I use it myself occasionally, so I will post it on Qiita (´ ・ ω ・ `)
primes (x) is a method that stores prime numbers less than x in the list. The standard "Eratosthenes sieve" is used as the algorithm. I think the point that does not use filter etc. can be said to be a device.
Next, ʻis_prime (x)is a method that determines whether the integerx` is a prime number. The algorithm is still the standard "trial split". However, we are trying to improve efficiency by using pseudo-prime numbers (numbers that are not divisible by 2, 3, or 5).
import math
#Returns a list of prime numbers greater than or equal to 0 and integers x "less than"
def primes(x):
if x < 2: return []
primes = [i for i in range(x)]
primes[1] = 0 #1 is not a prime number
#Eratosthenes Sieve
for prime in primes:
if prime > math.sqrt(x): break
if prime == 0: continue
for non_prime in range(2 * prime, x, prime): primes[non_prime] = 0
return [prime for prime in primes if prime != 0]
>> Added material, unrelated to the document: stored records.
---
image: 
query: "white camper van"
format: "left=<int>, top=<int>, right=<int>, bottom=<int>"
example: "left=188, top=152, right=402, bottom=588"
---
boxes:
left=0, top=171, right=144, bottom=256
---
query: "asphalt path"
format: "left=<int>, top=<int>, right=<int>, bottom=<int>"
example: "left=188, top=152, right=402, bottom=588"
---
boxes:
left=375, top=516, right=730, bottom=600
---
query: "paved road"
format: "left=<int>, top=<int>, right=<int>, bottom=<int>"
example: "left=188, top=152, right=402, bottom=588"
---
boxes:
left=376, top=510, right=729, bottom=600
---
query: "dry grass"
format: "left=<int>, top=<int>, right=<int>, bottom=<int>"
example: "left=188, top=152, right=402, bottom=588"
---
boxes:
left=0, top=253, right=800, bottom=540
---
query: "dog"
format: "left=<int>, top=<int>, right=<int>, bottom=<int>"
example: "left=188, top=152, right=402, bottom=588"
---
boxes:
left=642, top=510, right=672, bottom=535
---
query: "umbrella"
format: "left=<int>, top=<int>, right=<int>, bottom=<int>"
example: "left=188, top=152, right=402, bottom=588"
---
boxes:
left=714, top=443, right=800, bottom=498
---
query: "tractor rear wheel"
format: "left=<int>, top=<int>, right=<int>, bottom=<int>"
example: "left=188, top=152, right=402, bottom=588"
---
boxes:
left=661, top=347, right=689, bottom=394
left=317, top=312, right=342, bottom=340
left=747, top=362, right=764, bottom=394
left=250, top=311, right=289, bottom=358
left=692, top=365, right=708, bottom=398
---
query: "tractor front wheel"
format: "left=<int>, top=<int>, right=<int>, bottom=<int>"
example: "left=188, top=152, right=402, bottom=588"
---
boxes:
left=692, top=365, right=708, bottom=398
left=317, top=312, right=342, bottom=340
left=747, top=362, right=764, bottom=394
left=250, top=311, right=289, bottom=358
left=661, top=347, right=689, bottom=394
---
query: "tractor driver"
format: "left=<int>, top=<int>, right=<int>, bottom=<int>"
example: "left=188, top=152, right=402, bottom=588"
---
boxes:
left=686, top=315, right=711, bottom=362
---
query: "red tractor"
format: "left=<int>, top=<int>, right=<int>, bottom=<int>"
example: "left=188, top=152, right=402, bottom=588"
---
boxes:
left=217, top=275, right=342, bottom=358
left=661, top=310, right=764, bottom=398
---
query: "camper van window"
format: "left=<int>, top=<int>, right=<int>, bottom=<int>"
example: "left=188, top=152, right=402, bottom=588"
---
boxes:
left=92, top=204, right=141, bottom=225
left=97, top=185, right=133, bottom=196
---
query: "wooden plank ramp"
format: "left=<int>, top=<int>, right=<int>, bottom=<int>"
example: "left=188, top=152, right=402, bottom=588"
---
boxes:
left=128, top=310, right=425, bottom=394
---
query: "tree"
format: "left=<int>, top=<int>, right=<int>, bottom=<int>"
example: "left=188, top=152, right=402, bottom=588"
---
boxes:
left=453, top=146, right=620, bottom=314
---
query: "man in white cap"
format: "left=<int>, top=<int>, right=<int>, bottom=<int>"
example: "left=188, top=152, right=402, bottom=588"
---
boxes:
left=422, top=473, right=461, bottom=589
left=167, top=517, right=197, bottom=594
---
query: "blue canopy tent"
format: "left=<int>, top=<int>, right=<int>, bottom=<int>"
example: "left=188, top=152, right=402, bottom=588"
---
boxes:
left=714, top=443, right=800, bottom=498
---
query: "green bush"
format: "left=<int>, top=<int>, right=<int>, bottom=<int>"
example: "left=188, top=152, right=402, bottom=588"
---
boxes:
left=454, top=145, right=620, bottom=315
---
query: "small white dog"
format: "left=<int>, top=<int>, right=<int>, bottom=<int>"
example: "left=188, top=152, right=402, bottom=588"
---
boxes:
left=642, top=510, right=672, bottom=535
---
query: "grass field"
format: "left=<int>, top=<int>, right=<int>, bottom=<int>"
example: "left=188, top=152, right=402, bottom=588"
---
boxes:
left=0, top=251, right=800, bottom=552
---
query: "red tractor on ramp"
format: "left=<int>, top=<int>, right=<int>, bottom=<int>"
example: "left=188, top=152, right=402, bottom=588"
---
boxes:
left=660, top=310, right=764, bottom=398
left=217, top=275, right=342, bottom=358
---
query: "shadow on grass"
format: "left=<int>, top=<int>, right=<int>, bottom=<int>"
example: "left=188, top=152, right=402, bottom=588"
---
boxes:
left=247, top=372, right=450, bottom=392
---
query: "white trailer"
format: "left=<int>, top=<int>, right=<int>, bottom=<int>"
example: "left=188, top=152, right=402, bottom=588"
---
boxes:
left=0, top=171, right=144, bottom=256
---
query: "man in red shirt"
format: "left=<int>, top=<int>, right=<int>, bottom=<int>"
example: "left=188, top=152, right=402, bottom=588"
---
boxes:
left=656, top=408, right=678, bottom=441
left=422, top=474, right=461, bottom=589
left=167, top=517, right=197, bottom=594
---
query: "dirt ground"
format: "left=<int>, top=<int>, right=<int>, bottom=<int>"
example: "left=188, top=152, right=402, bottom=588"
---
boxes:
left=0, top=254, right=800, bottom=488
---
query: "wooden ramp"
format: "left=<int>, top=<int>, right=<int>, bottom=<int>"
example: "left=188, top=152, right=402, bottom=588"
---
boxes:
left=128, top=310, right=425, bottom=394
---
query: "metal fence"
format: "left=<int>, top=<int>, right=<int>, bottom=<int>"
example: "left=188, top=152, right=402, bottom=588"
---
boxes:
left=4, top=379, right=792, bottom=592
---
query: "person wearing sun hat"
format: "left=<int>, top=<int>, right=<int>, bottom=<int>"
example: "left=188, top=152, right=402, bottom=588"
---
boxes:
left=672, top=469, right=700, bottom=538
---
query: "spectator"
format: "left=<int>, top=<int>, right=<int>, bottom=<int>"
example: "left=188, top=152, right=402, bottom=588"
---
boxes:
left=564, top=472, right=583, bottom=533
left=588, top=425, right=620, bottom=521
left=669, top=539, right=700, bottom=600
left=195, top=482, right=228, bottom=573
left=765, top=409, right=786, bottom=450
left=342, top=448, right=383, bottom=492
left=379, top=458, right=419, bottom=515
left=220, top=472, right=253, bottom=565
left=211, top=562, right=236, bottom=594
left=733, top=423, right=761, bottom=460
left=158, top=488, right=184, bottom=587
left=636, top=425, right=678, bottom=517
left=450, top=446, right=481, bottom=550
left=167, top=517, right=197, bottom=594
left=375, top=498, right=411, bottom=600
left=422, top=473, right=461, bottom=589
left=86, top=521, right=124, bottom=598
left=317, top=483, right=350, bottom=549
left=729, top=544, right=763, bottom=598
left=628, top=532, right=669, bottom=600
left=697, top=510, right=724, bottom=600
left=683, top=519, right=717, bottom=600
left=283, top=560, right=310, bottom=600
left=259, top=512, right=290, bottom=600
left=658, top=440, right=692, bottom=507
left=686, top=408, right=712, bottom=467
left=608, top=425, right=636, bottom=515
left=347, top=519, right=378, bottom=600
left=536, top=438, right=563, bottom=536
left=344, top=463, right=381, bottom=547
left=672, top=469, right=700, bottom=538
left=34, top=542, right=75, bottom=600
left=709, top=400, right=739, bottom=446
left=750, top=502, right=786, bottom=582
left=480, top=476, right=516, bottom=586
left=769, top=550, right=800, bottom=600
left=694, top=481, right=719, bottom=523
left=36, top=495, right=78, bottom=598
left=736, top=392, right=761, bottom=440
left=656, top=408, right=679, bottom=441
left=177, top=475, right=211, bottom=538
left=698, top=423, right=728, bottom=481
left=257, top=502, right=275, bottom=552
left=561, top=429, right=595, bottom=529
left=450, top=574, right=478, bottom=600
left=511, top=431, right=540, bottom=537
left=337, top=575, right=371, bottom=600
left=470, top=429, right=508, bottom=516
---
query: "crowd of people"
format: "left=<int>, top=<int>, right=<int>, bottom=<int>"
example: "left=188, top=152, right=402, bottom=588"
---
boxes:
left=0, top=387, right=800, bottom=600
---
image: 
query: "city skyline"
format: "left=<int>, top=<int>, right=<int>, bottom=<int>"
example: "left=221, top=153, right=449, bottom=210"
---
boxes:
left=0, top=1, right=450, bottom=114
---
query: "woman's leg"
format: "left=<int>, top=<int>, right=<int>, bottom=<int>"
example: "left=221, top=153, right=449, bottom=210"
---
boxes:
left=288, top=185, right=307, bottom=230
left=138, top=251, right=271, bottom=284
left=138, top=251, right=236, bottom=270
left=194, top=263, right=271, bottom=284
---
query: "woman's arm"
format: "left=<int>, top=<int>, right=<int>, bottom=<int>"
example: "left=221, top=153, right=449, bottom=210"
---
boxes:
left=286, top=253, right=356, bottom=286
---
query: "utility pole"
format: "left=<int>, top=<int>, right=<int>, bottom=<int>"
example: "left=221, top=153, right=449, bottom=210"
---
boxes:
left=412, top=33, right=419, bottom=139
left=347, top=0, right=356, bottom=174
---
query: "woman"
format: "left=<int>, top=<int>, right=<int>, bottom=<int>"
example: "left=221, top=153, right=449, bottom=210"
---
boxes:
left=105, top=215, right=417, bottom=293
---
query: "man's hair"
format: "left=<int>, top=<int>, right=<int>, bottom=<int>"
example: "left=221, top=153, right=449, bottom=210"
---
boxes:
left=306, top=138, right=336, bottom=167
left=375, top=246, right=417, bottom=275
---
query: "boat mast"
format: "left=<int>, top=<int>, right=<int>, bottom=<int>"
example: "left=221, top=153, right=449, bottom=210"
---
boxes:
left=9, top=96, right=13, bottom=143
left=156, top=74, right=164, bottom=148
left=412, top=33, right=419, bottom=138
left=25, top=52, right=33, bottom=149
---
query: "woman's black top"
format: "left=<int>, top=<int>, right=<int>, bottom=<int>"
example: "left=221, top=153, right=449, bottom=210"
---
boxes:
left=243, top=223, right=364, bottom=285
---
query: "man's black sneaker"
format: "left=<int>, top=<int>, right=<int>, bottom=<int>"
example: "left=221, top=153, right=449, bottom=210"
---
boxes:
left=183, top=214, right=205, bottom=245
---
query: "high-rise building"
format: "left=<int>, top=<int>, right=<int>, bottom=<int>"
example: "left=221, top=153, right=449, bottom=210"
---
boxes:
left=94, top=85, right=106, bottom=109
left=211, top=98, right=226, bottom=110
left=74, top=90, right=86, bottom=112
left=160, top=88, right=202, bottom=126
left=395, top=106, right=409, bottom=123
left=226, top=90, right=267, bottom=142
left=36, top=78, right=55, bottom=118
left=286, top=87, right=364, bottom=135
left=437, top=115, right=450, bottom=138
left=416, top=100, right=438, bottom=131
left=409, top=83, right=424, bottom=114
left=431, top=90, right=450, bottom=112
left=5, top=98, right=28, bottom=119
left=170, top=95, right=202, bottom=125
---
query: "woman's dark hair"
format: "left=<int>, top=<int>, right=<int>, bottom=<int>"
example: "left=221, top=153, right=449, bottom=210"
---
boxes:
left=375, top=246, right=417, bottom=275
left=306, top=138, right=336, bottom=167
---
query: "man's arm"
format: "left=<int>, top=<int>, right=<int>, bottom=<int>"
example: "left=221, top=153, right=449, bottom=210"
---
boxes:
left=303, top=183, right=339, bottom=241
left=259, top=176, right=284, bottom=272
#Determine if the integer x is a prime number
def is_prime(x):
if x < 2: return False #There are no prime numbers less than 2
if x == 2 or x == 3 or x == 5: return True # 2,3,5 is a prime number
if x % 2 == 0 or x % 3 == 0 or x % 5 == 0: return False # 2,3,Multiples of 5 are composite numbers
#Trial split:Pseudo-prime number(A number that is not divisible by 2, 3, or 5)Divide one after another
prime = 7
step = 4
while prime <= math.sqrt(x):
if x % prime == 0: return False
prime += step
step = 6 - step
return True
if __name__ == '__main__':
print(primes(30)) #=> [2, 3, 5, 7, 11, 13, 17, 19, 23, 29]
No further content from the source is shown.